London Metropolitan University was stripped of its highly trusted sponsor status (HTS) last week after the UK Border Agency (UKBA) said university officials failed to monitor students' attendance.
The decision, which removes London Met's right to sponsor students from outside the EU, means it can no longer authorise visas and could leave more than 2,000 undergraduates facing deportation.
The Government defended the move saying many students had no right to be in the country and accused the university of "failing to address serious and systemic failings" identified six months ago.
But Labour MP Jeremy Corbyn has claimed the withdrawal of HTS would deter foreigners from studying in the UK.
He said: "The image around the world is one that is really quite appalling because it suggests that overseas students may well be deported from this country because of a decision made by UKBA for which there is no detail given as to the basis of that decision."
The Islington North MP said the move jeopardised London Met's future and urged ministers to allow current students to finish their courses. He added: "Every university in this country has cause to be concerned by this decision from UKBA."

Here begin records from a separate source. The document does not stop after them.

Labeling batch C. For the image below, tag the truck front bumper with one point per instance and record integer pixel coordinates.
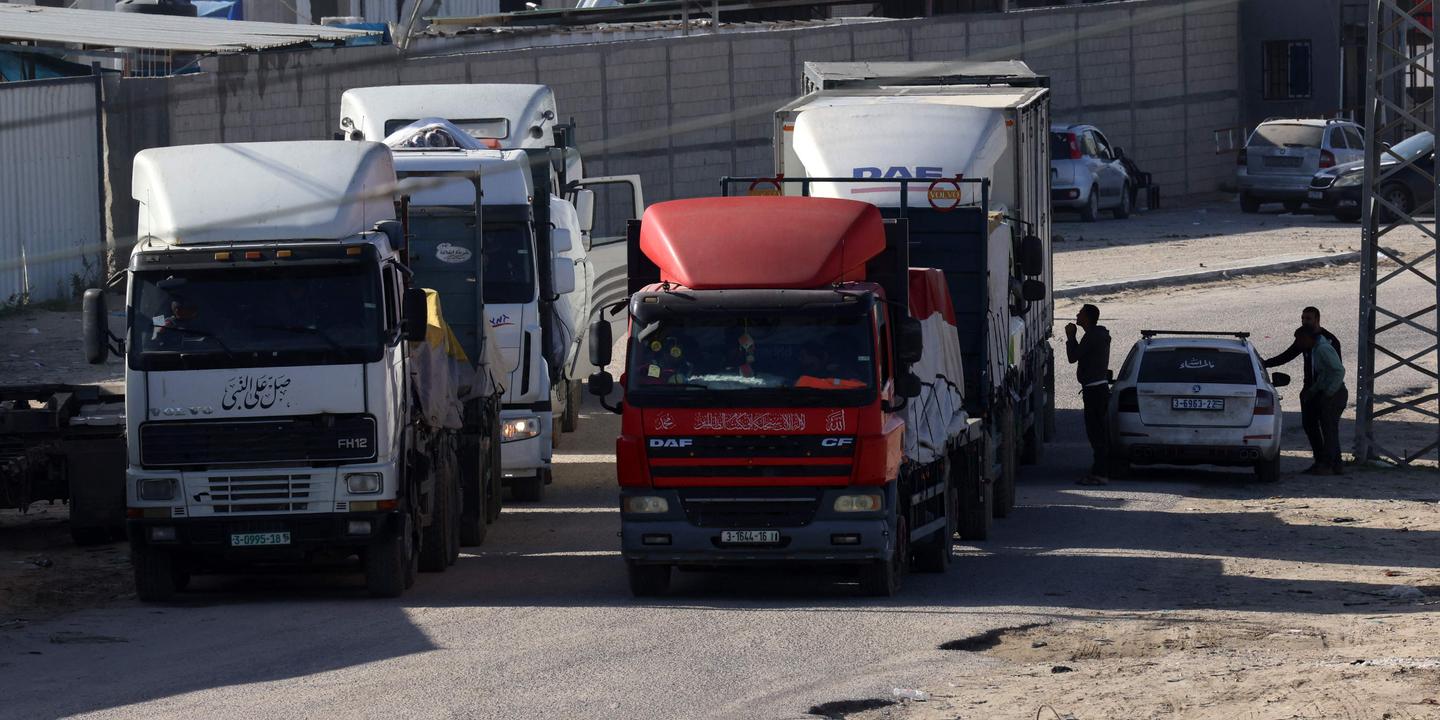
(674, 537)
(307, 534)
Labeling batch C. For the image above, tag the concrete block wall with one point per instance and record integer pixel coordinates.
(1158, 77)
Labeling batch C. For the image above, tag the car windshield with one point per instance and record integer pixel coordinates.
(257, 317)
(1278, 134)
(1411, 147)
(1197, 366)
(752, 359)
(509, 258)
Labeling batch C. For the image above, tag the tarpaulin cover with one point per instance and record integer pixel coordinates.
(938, 415)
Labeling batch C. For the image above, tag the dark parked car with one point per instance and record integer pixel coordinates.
(1338, 189)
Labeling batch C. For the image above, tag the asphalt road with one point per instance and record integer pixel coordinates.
(539, 622)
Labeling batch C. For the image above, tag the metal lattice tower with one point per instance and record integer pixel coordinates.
(1398, 294)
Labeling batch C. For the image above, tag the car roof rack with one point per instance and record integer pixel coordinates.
(1206, 333)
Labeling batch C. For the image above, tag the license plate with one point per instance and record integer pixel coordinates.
(258, 539)
(750, 536)
(1197, 403)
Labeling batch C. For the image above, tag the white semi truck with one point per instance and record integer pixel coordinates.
(938, 127)
(539, 212)
(290, 393)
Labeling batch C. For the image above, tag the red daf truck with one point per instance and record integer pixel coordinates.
(792, 392)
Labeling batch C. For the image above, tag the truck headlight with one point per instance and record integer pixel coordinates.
(156, 488)
(363, 483)
(520, 429)
(867, 503)
(647, 504)
(1350, 179)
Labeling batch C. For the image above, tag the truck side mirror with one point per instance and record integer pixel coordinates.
(601, 343)
(563, 275)
(907, 385)
(415, 318)
(585, 208)
(95, 326)
(1031, 257)
(910, 340)
(1033, 291)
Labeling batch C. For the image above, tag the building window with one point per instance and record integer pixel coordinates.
(1286, 69)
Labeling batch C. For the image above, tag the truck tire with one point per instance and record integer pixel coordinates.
(647, 581)
(157, 573)
(883, 579)
(933, 556)
(532, 488)
(1269, 470)
(975, 500)
(1010, 461)
(388, 565)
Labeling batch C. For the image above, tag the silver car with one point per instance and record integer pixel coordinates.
(1282, 156)
(1197, 399)
(1087, 174)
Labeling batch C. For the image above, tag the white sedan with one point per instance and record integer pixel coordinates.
(1187, 398)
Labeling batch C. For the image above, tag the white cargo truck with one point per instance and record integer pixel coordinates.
(290, 393)
(539, 212)
(935, 128)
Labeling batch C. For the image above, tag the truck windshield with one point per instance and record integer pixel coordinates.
(509, 252)
(752, 360)
(255, 317)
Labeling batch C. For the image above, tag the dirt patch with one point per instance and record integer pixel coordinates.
(45, 573)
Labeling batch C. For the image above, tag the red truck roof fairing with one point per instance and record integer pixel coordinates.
(761, 242)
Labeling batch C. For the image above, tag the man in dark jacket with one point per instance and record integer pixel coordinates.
(1092, 359)
(1309, 411)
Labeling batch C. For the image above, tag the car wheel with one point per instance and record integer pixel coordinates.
(1123, 209)
(1092, 206)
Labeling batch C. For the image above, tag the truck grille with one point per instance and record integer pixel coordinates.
(750, 509)
(304, 439)
(258, 494)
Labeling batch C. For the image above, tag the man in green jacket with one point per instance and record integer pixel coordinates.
(1326, 390)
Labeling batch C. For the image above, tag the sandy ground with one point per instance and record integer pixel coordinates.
(1203, 236)
(1355, 637)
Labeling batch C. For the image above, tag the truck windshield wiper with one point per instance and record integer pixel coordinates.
(200, 333)
(307, 330)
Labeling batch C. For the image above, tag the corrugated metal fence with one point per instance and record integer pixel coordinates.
(52, 238)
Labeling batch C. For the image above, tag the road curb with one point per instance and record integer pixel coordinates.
(1191, 278)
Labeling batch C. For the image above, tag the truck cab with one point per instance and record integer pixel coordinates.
(290, 393)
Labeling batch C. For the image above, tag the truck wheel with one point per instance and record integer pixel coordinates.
(532, 488)
(647, 581)
(883, 579)
(933, 556)
(1269, 470)
(156, 573)
(1010, 461)
(975, 500)
(388, 565)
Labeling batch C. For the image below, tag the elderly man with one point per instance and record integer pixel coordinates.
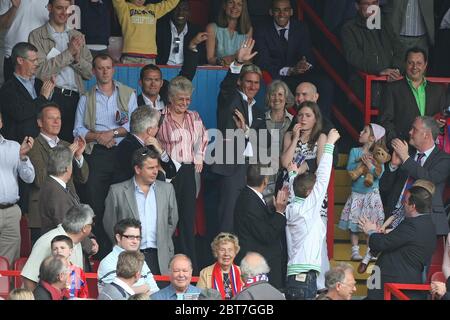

But, answering an urgent Commons question as MPs returned from the summer recess, Tory immigration minister Damian Green said: "UKBA found systemic failures which meant that London Met had not been able to ensure the appropriate admission and tracking of students from abroad."
Mr Green said allowing London Met to continue awarding visas would have undermined the regime. "Institutions must comply with the rules, whether they sponsor 10, 100 or 1,000 international students. This includes having a system to check that students have the right visas to study in the UK and monitoring the attendance of students," he told MPs.
He said officials would start writing to affected students on October 1, giving them 60 days to leave Britain or find another university to complete their studies.